The concert will benefit the academy’s scholarship program, with a goal of raising $60,000 to help the more than two-thirds of the student body that receives financial aid. Tickets for the show are available at Berean Christian Stores and at Emmanuel Christian Academy.
Winans, who has two grown children — including son Alvin Love II, who co-produced her latest album and has written songs for his mother in the past — says that though she doesn’t seek out benefit events, she welcomes any opportunity to help.
”You know I haven’t really tried to find them; they find me, which is always good. I think it’s exciting to be a part of great, great causes and definitely, I really get excited about children because they are the future,” Winans said.
For the school, the timing couldn’t be better, as this year’s star is coming to town with a fresh new album called Thy Kingdom Come. Some critics and her own record label have called it a return to the church for the singer, whose previous album Purified had a strong pop/R&B contemporary edge and won a Grammy for best contemporary soul gospel album.
”That’s so funny to me when they say that, but I understand what they mean,” Winans said.
”Within the church or within Christian music, there are different styles of music. You have those sounds that are more contemporary and those that have a more traditional praise and worship sound. So whenever you’re more traditional [in your music] these are things that are more ‘inside of the church,’ where the other music lends itself to other formats.
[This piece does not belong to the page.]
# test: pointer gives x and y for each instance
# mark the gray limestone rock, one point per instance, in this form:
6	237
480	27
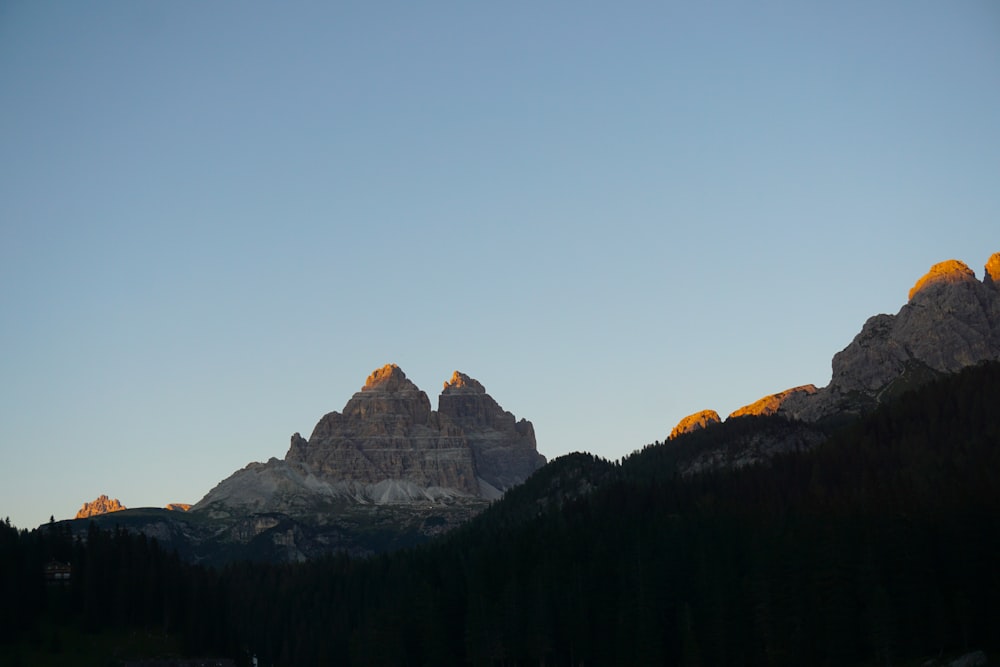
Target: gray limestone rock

”But I’ve always been in the church,” she said, laughing.
Musically, Winans’ eighth album does contain several praise songs, such as the ballads We Welcome You (Holy Father) and Thy Will Be Done, which builds in intensity to a string- and choir-buoyed crescendo. Forever features classic gospel call-and-response, but there are contemporary touches, such as the funky, syncopated beat of Worthy, and the gutbucket, staccato, horn-laden, gospel-funk groove that is underneath the inspirational ‘’stay strong, God’s got your back” lyrics of It Ain’t Over.
Also, Thy Kingdom Come doesn’t bother with the lyrical obfuscation that some contemporary Christian albums use to help cross over to the pop charts. Winans’ words (she co-wrote more than half the album) leave no doubt that the subject of her songs is not some earthly ”him” to whom she gives her love, but the heavenly ”him.”
But Winans says that reaching people is more important than adhering to any particular musical tradition.
”Even as a kid I loved the contemporary as well as the traditional. It’s important because different sounds will reach different people,” Winans said.
”There are different ages as well as different races, and different people who only appreciate one type of music. So you have to have the good news wrapped up in all different types of packages, so that it will be something people will pick up and give a listen to and their lives will be blessed.”